Chigozie Okoye

 

Journal Blog # 3

     When we finished discussing John Berger’s Ways of Seeing, I clicked with one of the main ideas that the author was presenting. That main idea was that during the time period 1500 to 1900, the oil painting was a medium through which the ruling class, or the people in power during the time, had influence of what image they wanted to convey to the public of the present and the public of the future, thus having control of the image of the past and how people will remember it.  It reminded of an e-mail that my brother sent me not too long ago. It was called “10 People You Probably Didn’t Know Were Black.” It turns out that Alessandro de Medici, the first Duke of Florence, Italy, was of African descent, being born by a black female servant and Giulio de Medici (or Pope Clement VII) who later appointed him as the ruler of Italy.
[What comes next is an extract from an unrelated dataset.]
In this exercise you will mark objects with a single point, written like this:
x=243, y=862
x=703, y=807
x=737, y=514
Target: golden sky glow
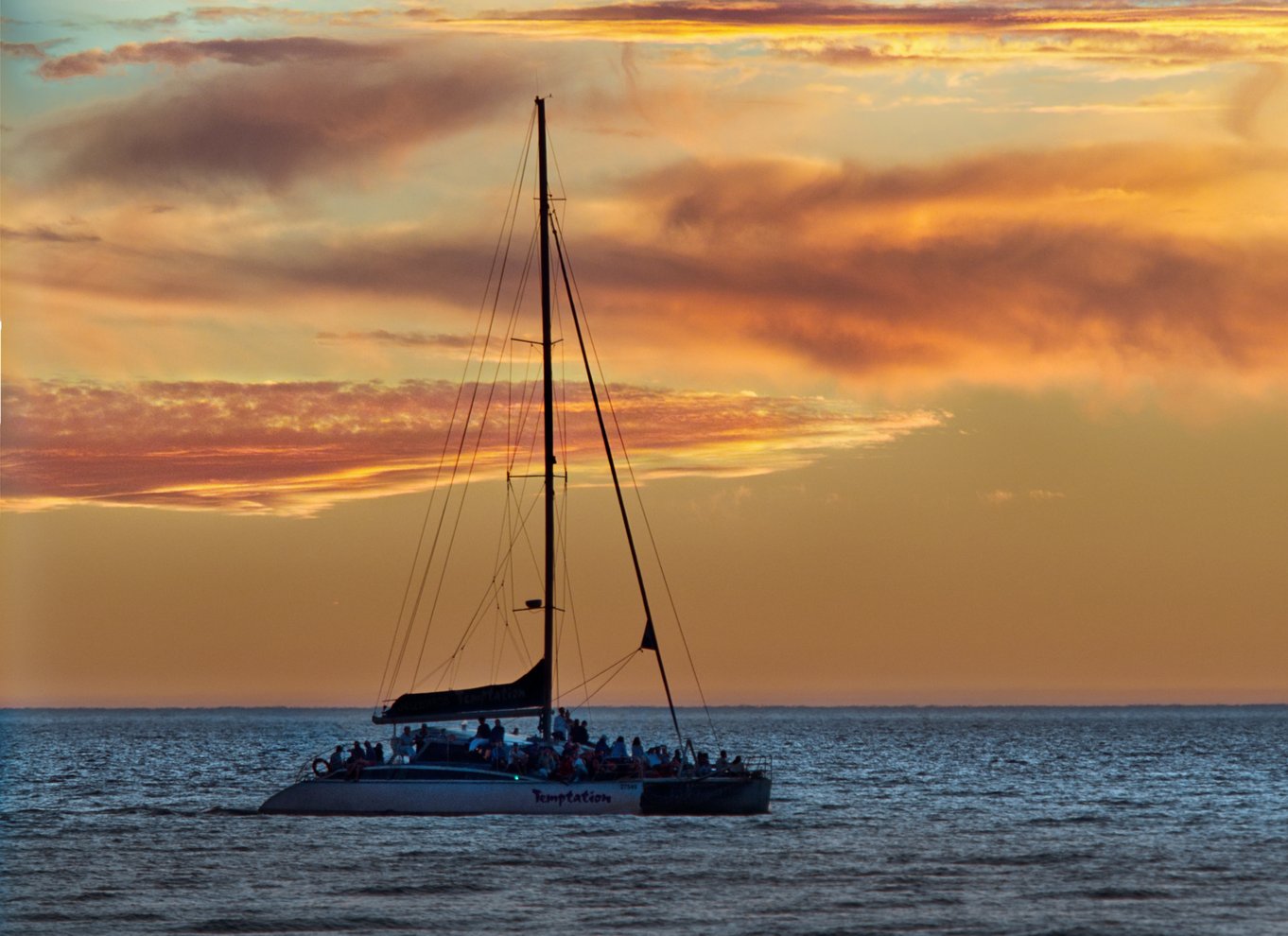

However, the fact that he was black was rarely talked about and the oil paintings of him during that time portrayed him as olive skinned and gives no hint that he had African blood. What is weird is that since he was ruler of Italy, he was technically part of the ruling class of the time. So did the artists during his years in office portray him to be more Italian in feature to have him relate more to the people he ruled over, or were they painting him lighter-skinned to have him remembered that way? And that is the power of the oil painting. At first I thought that Berger’s idea that oil paintings, as an art form, served the ruling class or those in power as a method of having control of the quintessential image of the times was highly exaggerated. Now I see his idea through a different perspective.